I wished for a beagle at that moment ... .
The season in Missouri
is long, from October 1 through February 15, and the bag limit is liberal at
six daily, 12 in possession for cottontails; two and four for swamp
rabbits. (Check the state DNR for any changes before you go hunting).
Cottontail rabbits once were so numerous they were commercially-trapped; now
they are strictly a game animal. Retired Department of Conservation rabbit biologist
Ken Sadler once said that rabbits are just like people. "When they overpopulate
they get stressed out, develop ulcers and die."
Some opt to still hunt, hoping to startle a rabbit. The best tactic is
to walk, stop, walk, stop. The hesitations often spook a jittery bunny into
flight. Others wait for a snow and track rabbits to their hides. But
of all the methods, running rabbits with a beagle is the most fun.

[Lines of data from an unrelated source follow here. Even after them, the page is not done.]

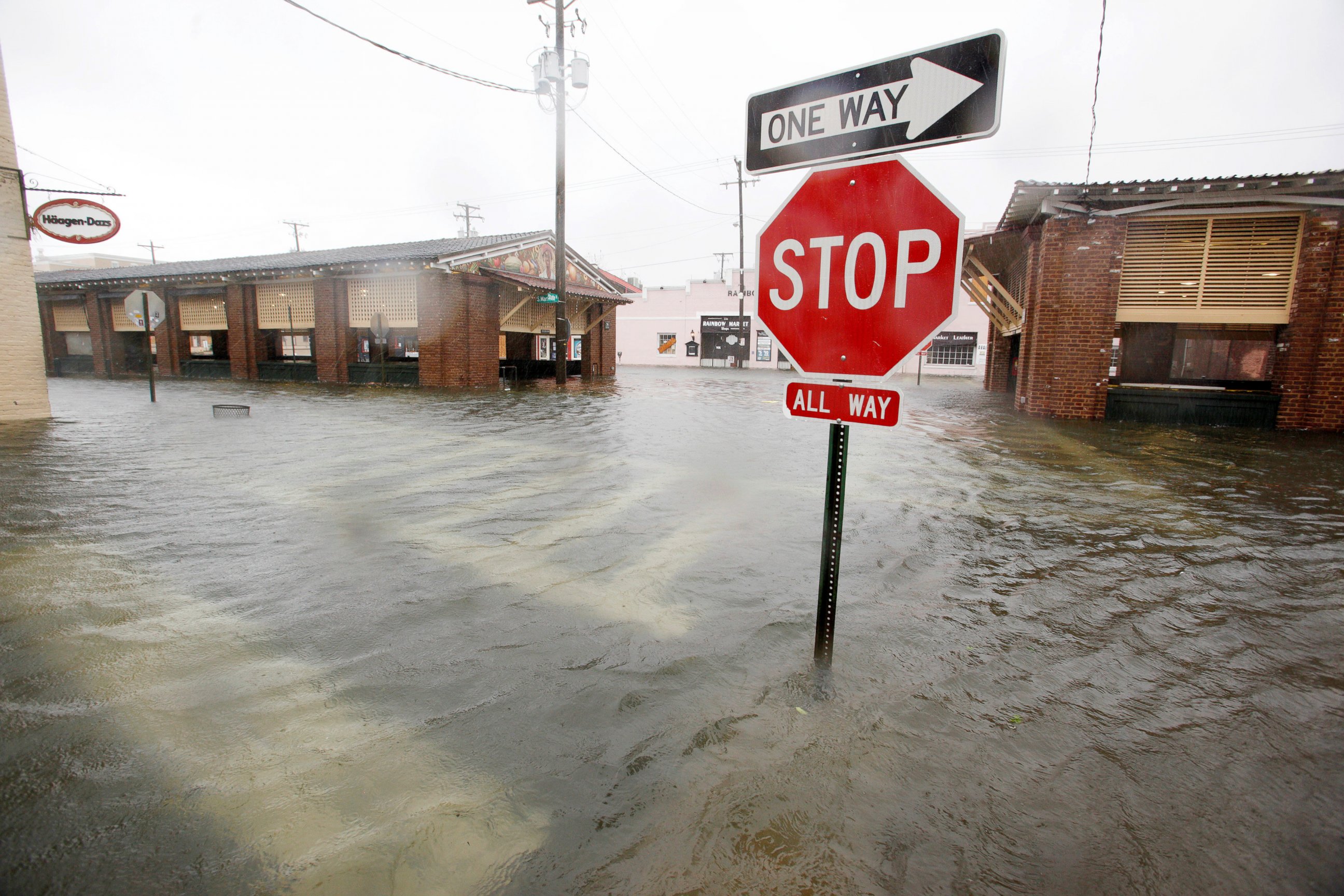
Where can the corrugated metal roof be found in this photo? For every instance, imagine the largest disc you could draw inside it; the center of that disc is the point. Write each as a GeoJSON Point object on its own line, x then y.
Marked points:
{"type": "Point", "coordinates": [429, 249]}
{"type": "Point", "coordinates": [1025, 207]}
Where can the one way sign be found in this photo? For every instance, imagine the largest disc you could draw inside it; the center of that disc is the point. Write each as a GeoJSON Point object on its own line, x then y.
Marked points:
{"type": "Point", "coordinates": [933, 96]}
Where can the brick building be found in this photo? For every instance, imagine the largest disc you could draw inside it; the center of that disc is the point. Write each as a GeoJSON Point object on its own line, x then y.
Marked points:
{"type": "Point", "coordinates": [1183, 301]}
{"type": "Point", "coordinates": [459, 313]}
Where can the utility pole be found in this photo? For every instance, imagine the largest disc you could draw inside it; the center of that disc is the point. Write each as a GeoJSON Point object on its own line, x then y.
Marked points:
{"type": "Point", "coordinates": [721, 257]}
{"type": "Point", "coordinates": [744, 331]}
{"type": "Point", "coordinates": [557, 76]}
{"type": "Point", "coordinates": [562, 324]}
{"type": "Point", "coordinates": [467, 214]}
{"type": "Point", "coordinates": [296, 226]}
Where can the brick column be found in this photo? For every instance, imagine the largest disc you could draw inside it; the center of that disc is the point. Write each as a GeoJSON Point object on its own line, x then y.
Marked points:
{"type": "Point", "coordinates": [173, 342]}
{"type": "Point", "coordinates": [100, 331]}
{"type": "Point", "coordinates": [1072, 321]}
{"type": "Point", "coordinates": [998, 360]}
{"type": "Point", "coordinates": [242, 328]}
{"type": "Point", "coordinates": [330, 342]}
{"type": "Point", "coordinates": [432, 313]}
{"type": "Point", "coordinates": [53, 343]}
{"type": "Point", "coordinates": [483, 333]}
{"type": "Point", "coordinates": [1309, 371]}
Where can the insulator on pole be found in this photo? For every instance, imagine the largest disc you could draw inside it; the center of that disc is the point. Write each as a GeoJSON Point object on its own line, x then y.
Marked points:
{"type": "Point", "coordinates": [552, 65]}
{"type": "Point", "coordinates": [580, 73]}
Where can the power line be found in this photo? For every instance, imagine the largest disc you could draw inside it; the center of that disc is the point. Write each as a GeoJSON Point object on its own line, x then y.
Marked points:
{"type": "Point", "coordinates": [468, 215]}
{"type": "Point", "coordinates": [71, 170]}
{"type": "Point", "coordinates": [296, 226]}
{"type": "Point", "coordinates": [441, 71]}
{"type": "Point", "coordinates": [668, 190]}
{"type": "Point", "coordinates": [1101, 33]}
{"type": "Point", "coordinates": [1151, 146]}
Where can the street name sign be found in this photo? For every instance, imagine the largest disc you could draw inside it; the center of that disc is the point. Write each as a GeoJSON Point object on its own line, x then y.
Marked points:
{"type": "Point", "coordinates": [940, 94]}
{"type": "Point", "coordinates": [859, 268]}
{"type": "Point", "coordinates": [842, 403]}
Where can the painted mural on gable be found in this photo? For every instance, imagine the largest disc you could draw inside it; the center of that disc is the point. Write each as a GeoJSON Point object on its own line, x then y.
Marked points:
{"type": "Point", "coordinates": [535, 261]}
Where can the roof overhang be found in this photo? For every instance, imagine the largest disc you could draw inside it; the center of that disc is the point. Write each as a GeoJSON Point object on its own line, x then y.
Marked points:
{"type": "Point", "coordinates": [546, 285]}
{"type": "Point", "coordinates": [1032, 202]}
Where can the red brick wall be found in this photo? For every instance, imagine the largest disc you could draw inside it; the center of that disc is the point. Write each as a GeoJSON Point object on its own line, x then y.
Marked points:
{"type": "Point", "coordinates": [241, 311]}
{"type": "Point", "coordinates": [1072, 317]}
{"type": "Point", "coordinates": [598, 344]}
{"type": "Point", "coordinates": [174, 344]}
{"type": "Point", "coordinates": [1309, 371]}
{"type": "Point", "coordinates": [459, 330]}
{"type": "Point", "coordinates": [99, 332]}
{"type": "Point", "coordinates": [1031, 284]}
{"type": "Point", "coordinates": [433, 313]}
{"type": "Point", "coordinates": [331, 351]}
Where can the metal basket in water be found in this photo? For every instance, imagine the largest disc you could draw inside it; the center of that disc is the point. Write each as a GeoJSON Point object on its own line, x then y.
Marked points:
{"type": "Point", "coordinates": [232, 410]}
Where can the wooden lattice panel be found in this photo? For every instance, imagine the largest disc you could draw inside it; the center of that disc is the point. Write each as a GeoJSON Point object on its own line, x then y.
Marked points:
{"type": "Point", "coordinates": [276, 301]}
{"type": "Point", "coordinates": [1252, 262]}
{"type": "Point", "coordinates": [393, 296]}
{"type": "Point", "coordinates": [202, 313]}
{"type": "Point", "coordinates": [120, 323]}
{"type": "Point", "coordinates": [1222, 269]}
{"type": "Point", "coordinates": [69, 317]}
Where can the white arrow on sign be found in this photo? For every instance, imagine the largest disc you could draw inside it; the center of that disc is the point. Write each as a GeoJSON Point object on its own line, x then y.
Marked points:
{"type": "Point", "coordinates": [929, 94]}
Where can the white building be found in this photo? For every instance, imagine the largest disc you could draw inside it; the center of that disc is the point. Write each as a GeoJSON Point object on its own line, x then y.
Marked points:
{"type": "Point", "coordinates": [698, 326]}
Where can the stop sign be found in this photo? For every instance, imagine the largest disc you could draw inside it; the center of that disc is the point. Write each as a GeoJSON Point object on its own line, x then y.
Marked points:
{"type": "Point", "coordinates": [859, 268]}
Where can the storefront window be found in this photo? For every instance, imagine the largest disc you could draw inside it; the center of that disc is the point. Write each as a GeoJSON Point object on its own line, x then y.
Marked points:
{"type": "Point", "coordinates": [764, 347]}
{"type": "Point", "coordinates": [403, 347]}
{"type": "Point", "coordinates": [78, 344]}
{"type": "Point", "coordinates": [296, 346]}
{"type": "Point", "coordinates": [954, 348]}
{"type": "Point", "coordinates": [1222, 359]}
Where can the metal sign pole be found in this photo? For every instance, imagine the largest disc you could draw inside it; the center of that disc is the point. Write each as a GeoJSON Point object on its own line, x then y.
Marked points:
{"type": "Point", "coordinates": [832, 528]}
{"type": "Point", "coordinates": [150, 359]}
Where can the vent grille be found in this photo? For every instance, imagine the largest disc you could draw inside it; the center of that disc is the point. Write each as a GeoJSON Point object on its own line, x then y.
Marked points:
{"type": "Point", "coordinates": [393, 296]}
{"type": "Point", "coordinates": [275, 303]}
{"type": "Point", "coordinates": [202, 313]}
{"type": "Point", "coordinates": [69, 317]}
{"type": "Point", "coordinates": [1229, 269]}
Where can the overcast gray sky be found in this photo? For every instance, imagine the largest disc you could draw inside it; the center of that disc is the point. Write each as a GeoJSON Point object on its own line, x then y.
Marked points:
{"type": "Point", "coordinates": [219, 120]}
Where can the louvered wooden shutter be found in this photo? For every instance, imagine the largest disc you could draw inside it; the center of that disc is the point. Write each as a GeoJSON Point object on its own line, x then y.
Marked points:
{"type": "Point", "coordinates": [202, 313]}
{"type": "Point", "coordinates": [1210, 271]}
{"type": "Point", "coordinates": [276, 300]}
{"type": "Point", "coordinates": [394, 296]}
{"type": "Point", "coordinates": [69, 317]}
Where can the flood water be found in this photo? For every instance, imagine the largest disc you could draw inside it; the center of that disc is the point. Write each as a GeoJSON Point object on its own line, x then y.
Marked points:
{"type": "Point", "coordinates": [381, 641]}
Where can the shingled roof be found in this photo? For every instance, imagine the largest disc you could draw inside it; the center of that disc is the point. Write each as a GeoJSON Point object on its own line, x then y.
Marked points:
{"type": "Point", "coordinates": [285, 262]}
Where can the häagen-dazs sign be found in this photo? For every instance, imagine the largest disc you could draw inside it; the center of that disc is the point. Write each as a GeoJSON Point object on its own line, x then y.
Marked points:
{"type": "Point", "coordinates": [76, 221]}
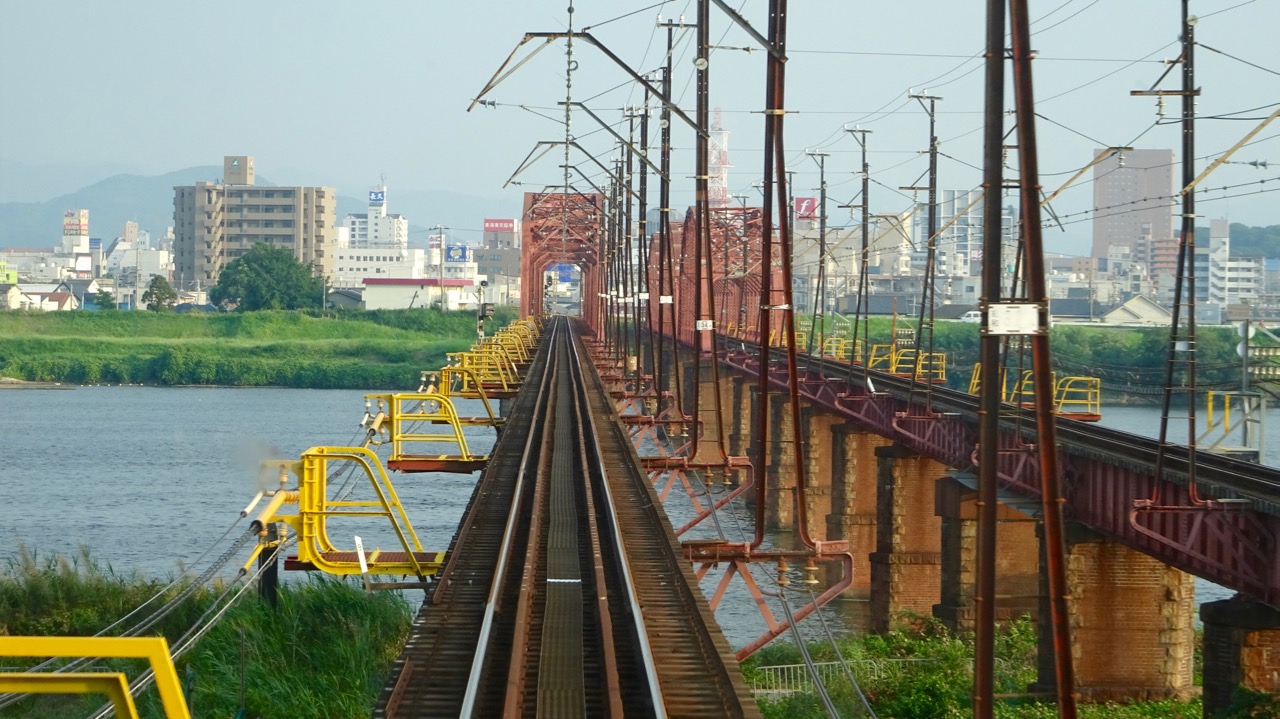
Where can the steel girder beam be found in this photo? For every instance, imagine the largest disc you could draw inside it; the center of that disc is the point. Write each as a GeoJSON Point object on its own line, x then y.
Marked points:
{"type": "Point", "coordinates": [1235, 548]}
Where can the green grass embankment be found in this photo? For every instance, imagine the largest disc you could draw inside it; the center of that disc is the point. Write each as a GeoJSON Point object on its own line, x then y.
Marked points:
{"type": "Point", "coordinates": [324, 653]}
{"type": "Point", "coordinates": [353, 349]}
{"type": "Point", "coordinates": [919, 671]}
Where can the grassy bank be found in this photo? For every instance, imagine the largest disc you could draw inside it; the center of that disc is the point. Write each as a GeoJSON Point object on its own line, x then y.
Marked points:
{"type": "Point", "coordinates": [353, 349]}
{"type": "Point", "coordinates": [324, 653]}
{"type": "Point", "coordinates": [919, 671]}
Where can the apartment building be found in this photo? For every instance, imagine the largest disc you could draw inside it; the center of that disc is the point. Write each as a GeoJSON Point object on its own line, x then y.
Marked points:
{"type": "Point", "coordinates": [218, 221]}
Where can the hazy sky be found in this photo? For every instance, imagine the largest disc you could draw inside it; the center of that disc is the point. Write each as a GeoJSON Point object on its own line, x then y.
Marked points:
{"type": "Point", "coordinates": [344, 92]}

Obviously a shotgun is more certain on a running bunny, but deposits several
too many pellets to the delight of dentists everywhere. The single
projectile is deadly, but harder to place in a fleeting rabbit. Some opt for a
bow or a crossbow, and a few hunt with falcons --
usually a dog to start the bunny and a raptor to finish it.
A friend uses a .22-rifle with a big magazine and "walks" the rounds onto
the bounding bunny. He doesn't worry about shooting his dogs because
beagles scent hunt and usually are far behind the rabbit, unlike a greyhound,
which sight hunts and runs the prey down.
Regardless of the method, rabbits remain a staple of the Missouri hunters' season. When deer and
turkeys were virtually extirpated from the "Show-Me State," rabbits thrived and
every rural kid learned to hunt them for the family pot.
Then it was necessity; now it's just pure fun.